Physical binding of pyrene and phenanthrene to native and denatured DNA: Measurements by spectral and coupled‐column liquid chromatography methods

The physical (noncovalent) binding of pyrene and phenanthrene to calf‐thymus DNA in aqueous NaCl solutions was measured by a spectral method (analysis of absorption spectra by Benesi‐Hildebrand plots) and a coupled‐column liquid chromatography method (equilibration of DNA solutions with solid hydrocarbon in a generator column and analysis of dissolved hydrocarbon by liquid chromatography).
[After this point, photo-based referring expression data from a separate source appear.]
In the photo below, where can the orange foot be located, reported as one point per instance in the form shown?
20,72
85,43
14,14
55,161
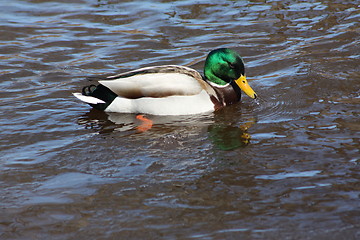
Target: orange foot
145,125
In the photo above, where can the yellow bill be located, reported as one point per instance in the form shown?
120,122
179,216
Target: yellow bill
243,84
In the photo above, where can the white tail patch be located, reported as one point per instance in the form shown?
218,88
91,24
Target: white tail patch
88,99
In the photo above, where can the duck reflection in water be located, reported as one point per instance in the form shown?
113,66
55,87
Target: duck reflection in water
224,134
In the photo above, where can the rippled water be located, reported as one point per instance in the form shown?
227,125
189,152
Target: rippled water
68,172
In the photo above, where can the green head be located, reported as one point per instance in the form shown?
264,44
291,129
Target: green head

The measurements yielded values of an affinity constant K ′ = nK , where n is the apparent number of binding sites per nucleotide and K is the apparent binding constant. The affinity of native DNA for pyrene decreases monotonically with increasing NaCl concentration, whereas the affinity of heat‐denatured DNA exhibits a maximum at 0.10 M NaCl. K ′ for the binding of phenanthrene to native DNA is an order of magnitude lower than K ′ for pyrene. The molar enthalpy for the binding of pyrene to native DNA in 10 m M NaCl is (−34.0 ± 1.0) kJ mol −1 . The spectral method data indicate that 50 is an upper limit for the average number of base pairs between intercalation sites for pyrene along the DNA helix and that only a fraction of these sites are bound at the highest binding ratios.